人口1万人あまりに対し年間2000万人の観光客が訪れる箱根町は、持続可能な観光地の整備に必要な新たな財源として再来年4月をめどに宿泊税の導入を目指していて、26日に制度案を公表しました。
それによりますと、宿泊税は町内の旅館やホテル、民泊などの施設に宿泊した人を対象に、1人1泊350円を定額で徴収するとしています。
一方、小学生以下の子どもや修学旅行で訪れた生徒などは、支払い能力がないことや教育旅行の一環であることを踏まえ課税しないとしています。

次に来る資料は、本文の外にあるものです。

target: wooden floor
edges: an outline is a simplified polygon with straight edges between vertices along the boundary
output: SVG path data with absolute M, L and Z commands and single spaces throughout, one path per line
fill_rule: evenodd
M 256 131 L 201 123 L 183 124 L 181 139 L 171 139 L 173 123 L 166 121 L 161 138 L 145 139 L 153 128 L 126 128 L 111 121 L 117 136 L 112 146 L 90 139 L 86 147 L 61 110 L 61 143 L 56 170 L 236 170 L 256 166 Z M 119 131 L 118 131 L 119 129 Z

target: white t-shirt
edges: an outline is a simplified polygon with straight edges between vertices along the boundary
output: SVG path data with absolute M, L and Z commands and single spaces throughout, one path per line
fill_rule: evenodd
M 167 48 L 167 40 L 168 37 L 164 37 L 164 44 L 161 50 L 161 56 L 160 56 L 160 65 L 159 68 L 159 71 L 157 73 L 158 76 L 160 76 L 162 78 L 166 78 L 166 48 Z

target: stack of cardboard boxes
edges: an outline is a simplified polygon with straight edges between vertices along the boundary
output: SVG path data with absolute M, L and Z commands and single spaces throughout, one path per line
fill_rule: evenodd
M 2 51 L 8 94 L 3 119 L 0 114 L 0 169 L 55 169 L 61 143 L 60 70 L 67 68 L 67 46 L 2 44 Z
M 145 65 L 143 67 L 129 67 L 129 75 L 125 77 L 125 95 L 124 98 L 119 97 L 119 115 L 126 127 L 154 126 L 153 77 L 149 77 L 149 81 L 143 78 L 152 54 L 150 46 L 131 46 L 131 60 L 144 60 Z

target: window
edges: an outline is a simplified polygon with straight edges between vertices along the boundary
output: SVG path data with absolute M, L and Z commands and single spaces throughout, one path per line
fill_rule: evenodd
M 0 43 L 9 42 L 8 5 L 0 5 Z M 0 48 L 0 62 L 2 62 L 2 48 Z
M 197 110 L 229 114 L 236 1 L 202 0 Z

また観光客の増加に伴い、町が行うゴミの処理や救急出動など幅広い分野で財政負担が増しているとして、宿泊税では全国で初めて税収の使い道が特定の分野に限定されない「法定外普通税」として導入する方針です。
町はこれにより年間およそ14億円余りの税収増が見込まれるとしていて、ことしの9月議会で制度の導入に向けた条例案を提出したいとしています。
記者会見した勝俣浩行町長は「観光と町民の暮らしが相互に好影響をもたらす持続可能な観光地として箱根町を育てていきたい」と述べました。